> Can you give an example/use case for 1)? Is it that validation of bean
> A depends on the state of a bean B referenced by A? If so, couldn't
> you put this validation logic to B instead of A? And how do you
> interact with PathNode here? Discussing a specific example would help
> to grasp the full picture.
Unfortunately I have changed company since I implemented this so I will have to rely on my shoddy memory...
The issue here was that based on a setting in bean B the result would be different in bean A.
The bean structure was read from an XML structure using JAXB.
Bean A and bean B were not aware of each other, they were even residing in different subtrees under the root node (meaning it would not help to put the validation in bean B as suggested).
What I ended up having to do was to implement a full handling of parent nodes in the beans just in order to be able to navigate up to the tree to the root node to get hold of the relevant setting.
This I find is totally redundant work, especially when dealing with List objects, since the validation is already keeping track of the path.
That is why I suggest that
a) the path should be fully navigatable upwards and allow access to the actual instances
b) the path should be made available in the
ConstraintValidatorContextthat is passed to the validation method.
> Interesting one.

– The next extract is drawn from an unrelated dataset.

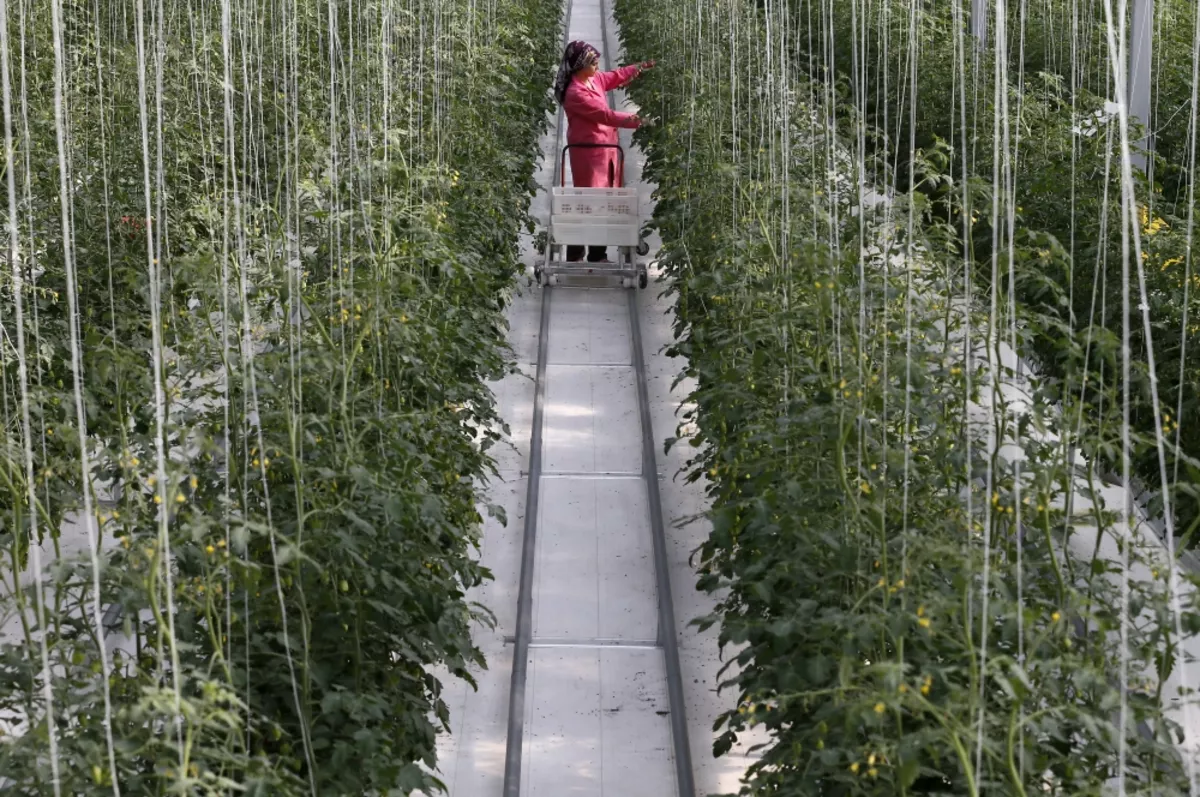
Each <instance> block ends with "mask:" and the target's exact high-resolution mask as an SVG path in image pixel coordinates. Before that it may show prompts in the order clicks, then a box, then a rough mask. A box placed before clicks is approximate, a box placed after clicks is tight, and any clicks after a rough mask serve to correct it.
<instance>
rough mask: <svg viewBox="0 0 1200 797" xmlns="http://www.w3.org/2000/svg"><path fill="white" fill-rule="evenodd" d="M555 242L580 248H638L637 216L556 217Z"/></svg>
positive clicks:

Can you elaborate a bit on how you envision this
> interface to look like and how it would be used?
I did this in the simplest way possible.
I created an interface called StringId with one single method, String getId().
This String would return whatever was considered the "primary key" of the bean, thereby allowing an easy search in the XML structure for the violation culprit.

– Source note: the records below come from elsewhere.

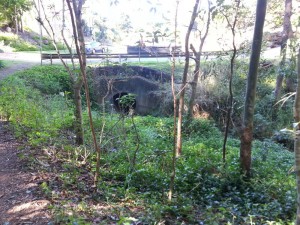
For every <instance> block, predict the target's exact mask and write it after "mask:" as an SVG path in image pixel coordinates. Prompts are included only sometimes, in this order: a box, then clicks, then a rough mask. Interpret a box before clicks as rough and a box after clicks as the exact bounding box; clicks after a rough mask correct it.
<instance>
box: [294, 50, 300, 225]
mask: <svg viewBox="0 0 300 225" xmlns="http://www.w3.org/2000/svg"><path fill="white" fill-rule="evenodd" d="M297 80H298V84H297V91H296V98H295V105H294V119H295V126H294V129H295V141H294V143H295V145H294V154H295V172H296V181H297V186H296V188H297V215H296V222H295V224H296V225H300V48H299V51H298V73H297Z"/></svg>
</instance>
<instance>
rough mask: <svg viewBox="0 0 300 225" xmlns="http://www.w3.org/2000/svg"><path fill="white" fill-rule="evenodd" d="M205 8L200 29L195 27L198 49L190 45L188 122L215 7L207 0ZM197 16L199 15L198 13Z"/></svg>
mask: <svg viewBox="0 0 300 225" xmlns="http://www.w3.org/2000/svg"><path fill="white" fill-rule="evenodd" d="M207 6H208V8H207V11H205V10H203V11H202V12H203V13H202V14H203V15H199V17H200V20H201V22H202V21H203V22H202V23H203V27H202V29H201V28H198V26H197V31H198V34H199V39H200V44H199V47H198V48H197V49H196V48H195V47H194V45H193V44H191V45H190V48H191V50H192V51H193V54H194V55H195V58H194V60H195V70H194V76H193V80H192V81H191V82H190V83H191V87H192V91H191V97H190V100H189V105H188V121H190V120H191V119H192V117H193V107H194V104H195V99H196V92H197V84H198V80H199V76H200V73H201V68H200V65H201V56H202V50H203V46H204V43H205V40H206V37H207V35H208V31H209V27H210V23H211V14H212V12H213V10H214V9H215V7H212V6H211V2H210V0H207ZM198 14H200V12H199V13H198Z"/></svg>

When parsing and creating the validation failure I checked if the failing object implemented StringId and if so I used that value, otherwise the index.
This solution also mandates a possibility to access the actual bean instance.
So the needs I found fully relied on the Hibernate implementation of the validation framework.
I have a vague memory of it actually being Gunnar that implemented this extra Path interface in Hibernat.
> Do you want to apply different constraints in different "situations"?
> If so, validation groups should be helpful.
> If you want one constraint to behave situation-specific (not sure
> whether it's a good idea), there is a solution if you work with a
> container such as CDI or Spring: Inject the required context using the
> correct scope (e.g. request-scoped) into ConstraintValidator
> implementations.
In my case the different behavior depended on a simple flag so I would prefer that for really simple cases to just pass down this flag rather than dealing with injections etc.
Passing down a Map with arbitrary content would also have offered a working solution for the first problem since I could have passed down the root node instead of navigating up the tree.